The journey of Maundy Thursday reveals to us a man who loved the most, yet served the most. The servant king shows us his humble heart, where humility and service are constituent parts of love.

Yet our world is a place that tells us that we will find our soul’s satisfaction in being in charge. The world is a place where there are huge pressures to always be in control, a world where connections matter – often the case of not what you know but who you know, a world where the measure of success is being at the top of your game. Yet often those who manage to get to where they want to be, often find it is not quite as satisfying as they imagined. The truth is that the deepest satisfaction is to be found in gentleness and in humility, The only reputation we should be worried about loosing is the reputation for being Christ like.

The virtue of humility is somewhat of a rarity today. And when we come across it, it stops us in our tracks. Humility is where real strength lies. As St Paul reminds us “my strength is made perfect in weakness”.
Some one told me a story the other week about a senior Churchman who spoke about the day he was ordained deacon. He spent it, obviously, in all his finery, set apart for his new ministry, the focus of attention, vested with new power and influence. He enjoyed the splendour and the lavishness of it all, and the grandeur of his new position. At the end of the day, after the ‘do' following his welcome service, he found himself alone in the church hall, stacking brown plastic chairs and felt indignant. ‘I shouldn't be doing this, I wasn't ordained to stack plastic chairs'. Then he suddenly said to himself, ‘no, actually, this is precisely what you were ordained to do. To be a humble servant.

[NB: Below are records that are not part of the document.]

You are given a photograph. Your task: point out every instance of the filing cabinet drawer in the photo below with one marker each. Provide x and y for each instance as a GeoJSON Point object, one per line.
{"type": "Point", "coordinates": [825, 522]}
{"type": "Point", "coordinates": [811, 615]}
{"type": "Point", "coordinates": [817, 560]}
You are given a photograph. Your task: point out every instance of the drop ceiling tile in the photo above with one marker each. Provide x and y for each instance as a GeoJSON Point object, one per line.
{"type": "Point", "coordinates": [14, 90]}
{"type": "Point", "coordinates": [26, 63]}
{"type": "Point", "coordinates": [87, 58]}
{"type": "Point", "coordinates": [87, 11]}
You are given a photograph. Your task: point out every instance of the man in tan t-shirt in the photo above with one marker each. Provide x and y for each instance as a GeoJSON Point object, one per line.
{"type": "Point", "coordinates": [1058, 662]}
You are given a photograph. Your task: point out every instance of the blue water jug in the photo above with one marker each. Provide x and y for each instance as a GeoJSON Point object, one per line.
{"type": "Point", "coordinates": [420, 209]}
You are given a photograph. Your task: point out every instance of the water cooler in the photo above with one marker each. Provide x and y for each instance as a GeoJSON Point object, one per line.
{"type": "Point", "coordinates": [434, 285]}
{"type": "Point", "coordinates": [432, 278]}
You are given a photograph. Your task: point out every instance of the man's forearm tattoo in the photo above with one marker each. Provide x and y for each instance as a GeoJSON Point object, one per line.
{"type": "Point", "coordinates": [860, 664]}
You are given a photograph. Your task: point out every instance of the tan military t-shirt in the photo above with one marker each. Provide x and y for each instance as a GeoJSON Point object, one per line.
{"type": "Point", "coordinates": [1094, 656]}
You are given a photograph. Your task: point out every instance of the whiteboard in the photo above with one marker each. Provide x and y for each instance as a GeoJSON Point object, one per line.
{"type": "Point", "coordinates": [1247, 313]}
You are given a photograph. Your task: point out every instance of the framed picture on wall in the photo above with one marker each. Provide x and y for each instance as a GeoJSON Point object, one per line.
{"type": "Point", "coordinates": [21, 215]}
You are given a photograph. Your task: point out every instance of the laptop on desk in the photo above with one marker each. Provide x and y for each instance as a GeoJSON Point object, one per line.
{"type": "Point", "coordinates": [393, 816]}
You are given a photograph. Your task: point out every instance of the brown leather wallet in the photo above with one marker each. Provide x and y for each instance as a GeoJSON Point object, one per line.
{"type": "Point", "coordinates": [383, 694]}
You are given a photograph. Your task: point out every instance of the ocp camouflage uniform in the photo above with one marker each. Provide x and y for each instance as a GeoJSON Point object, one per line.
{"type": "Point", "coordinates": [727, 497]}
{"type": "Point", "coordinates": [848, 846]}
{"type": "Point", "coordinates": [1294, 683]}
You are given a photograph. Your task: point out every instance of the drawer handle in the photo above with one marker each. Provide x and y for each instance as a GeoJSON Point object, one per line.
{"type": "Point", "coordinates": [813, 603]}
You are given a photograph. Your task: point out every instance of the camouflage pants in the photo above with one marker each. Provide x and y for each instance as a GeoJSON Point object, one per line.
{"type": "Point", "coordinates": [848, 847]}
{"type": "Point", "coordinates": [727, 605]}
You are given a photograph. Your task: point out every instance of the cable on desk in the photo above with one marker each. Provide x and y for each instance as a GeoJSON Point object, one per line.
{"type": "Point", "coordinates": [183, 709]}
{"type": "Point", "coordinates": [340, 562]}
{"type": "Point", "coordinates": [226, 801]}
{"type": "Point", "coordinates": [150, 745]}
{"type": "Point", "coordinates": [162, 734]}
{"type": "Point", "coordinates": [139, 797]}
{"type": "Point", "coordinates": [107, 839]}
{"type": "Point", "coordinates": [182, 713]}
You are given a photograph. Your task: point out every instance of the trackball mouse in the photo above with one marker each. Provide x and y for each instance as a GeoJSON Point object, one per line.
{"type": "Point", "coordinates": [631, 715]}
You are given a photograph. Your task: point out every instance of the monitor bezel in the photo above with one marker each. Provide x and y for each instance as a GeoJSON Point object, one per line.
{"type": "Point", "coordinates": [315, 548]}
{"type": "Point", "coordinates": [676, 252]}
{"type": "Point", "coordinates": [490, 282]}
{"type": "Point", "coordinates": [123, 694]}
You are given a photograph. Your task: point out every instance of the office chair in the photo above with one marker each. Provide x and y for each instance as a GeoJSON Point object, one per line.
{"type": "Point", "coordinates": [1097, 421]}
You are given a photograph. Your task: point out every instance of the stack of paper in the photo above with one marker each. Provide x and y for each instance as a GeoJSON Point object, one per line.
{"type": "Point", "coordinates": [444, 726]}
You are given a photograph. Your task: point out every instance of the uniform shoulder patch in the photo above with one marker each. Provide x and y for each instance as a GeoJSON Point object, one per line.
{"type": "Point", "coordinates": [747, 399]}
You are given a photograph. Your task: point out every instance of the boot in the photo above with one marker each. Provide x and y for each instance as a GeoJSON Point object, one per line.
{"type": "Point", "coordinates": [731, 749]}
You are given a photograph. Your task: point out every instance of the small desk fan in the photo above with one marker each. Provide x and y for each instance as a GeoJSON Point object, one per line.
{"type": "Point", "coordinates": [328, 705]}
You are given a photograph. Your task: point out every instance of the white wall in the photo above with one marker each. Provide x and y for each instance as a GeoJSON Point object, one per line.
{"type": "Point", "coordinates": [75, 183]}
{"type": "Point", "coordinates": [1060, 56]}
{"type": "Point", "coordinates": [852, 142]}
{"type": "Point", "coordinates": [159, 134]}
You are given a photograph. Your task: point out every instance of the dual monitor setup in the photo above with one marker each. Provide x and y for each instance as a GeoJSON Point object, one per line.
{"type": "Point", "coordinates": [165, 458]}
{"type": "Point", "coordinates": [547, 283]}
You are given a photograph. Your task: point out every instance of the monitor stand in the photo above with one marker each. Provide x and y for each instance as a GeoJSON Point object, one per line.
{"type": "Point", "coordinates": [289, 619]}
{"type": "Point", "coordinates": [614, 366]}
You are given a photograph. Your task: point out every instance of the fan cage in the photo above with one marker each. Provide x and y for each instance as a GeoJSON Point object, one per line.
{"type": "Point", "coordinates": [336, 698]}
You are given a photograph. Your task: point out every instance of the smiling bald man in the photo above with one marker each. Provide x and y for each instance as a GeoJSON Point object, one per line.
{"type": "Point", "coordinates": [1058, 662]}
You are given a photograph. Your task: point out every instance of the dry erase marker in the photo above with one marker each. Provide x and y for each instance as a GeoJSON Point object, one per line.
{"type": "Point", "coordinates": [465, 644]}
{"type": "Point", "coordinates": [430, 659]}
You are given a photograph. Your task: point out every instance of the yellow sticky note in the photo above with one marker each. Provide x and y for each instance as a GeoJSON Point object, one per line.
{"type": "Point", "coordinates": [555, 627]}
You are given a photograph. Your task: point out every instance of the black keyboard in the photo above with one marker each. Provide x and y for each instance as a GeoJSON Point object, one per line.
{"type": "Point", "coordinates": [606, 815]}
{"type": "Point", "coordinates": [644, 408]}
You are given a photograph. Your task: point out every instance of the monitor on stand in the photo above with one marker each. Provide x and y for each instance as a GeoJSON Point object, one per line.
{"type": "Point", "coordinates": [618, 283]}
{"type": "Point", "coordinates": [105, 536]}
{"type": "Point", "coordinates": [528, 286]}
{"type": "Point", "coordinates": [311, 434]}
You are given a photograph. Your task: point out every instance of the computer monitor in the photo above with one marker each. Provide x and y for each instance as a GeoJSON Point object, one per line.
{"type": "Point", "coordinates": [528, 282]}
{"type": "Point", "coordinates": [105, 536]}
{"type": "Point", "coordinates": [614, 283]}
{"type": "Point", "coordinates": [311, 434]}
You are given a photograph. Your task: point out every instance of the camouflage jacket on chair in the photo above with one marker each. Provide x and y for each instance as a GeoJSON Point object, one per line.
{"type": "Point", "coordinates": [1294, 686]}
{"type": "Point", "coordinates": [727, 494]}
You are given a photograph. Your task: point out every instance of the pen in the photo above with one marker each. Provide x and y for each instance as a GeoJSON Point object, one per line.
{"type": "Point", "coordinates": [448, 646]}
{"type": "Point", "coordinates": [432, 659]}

Humility was brought even more to the forefront of my mind in a recent book I read about the life of Mother Teresa of Calcutta and whilst reading it I became acutely aware of how she changed the criteria of the world without words but through imitating Christ. Her life was a lesson in love. As she personally tended the sick and the dying in Calcutta's slums, she helped people there and beyond see the material and spiritual poverty that confronts modern society. She taught all through humility and simplicity. As small and soft-spoken as she was, her reach was large and her message heard around the world. She saw Jesus in everyone. She had a profound realization that anyone she was with was first of all a Child of God and intrinsically worthy of respect.
In the silence of contemplation, Mother Teresa of Calcutta could hear the cry of Christ on the cross, 'I thirst'. This cry gathered in the depths of her heart, forcing her journey on the streets of Calcutta and of all the margins of the world, to find Jesus among the poor, among the abandoned, the dying, with generous dedication. She served all human needs with dignity and respect : she made those destroyed by life feel the tenderness of God the Father. This remarkable woman is a model to us of both humility and service. When she died she left no possessions.  It was not her words that spoke to the wider world but her silent acts of love.  Her understanding of being a disciple of Jesus was in seeking holiness of life in the ordinary, in the sick and the suffering, surrendering in humility to God.
So as we encounter Jesus standing before Pilate, in  meekness and majesty, he teaches us not by word in this passage, but by example. As we walk the journey with Jesus to the cross and the empty tomb, I pray that nothing may distract us from kneeling before Christ and abandoning ourselves to him, so that we might follow him, immersed in the light of humility and love.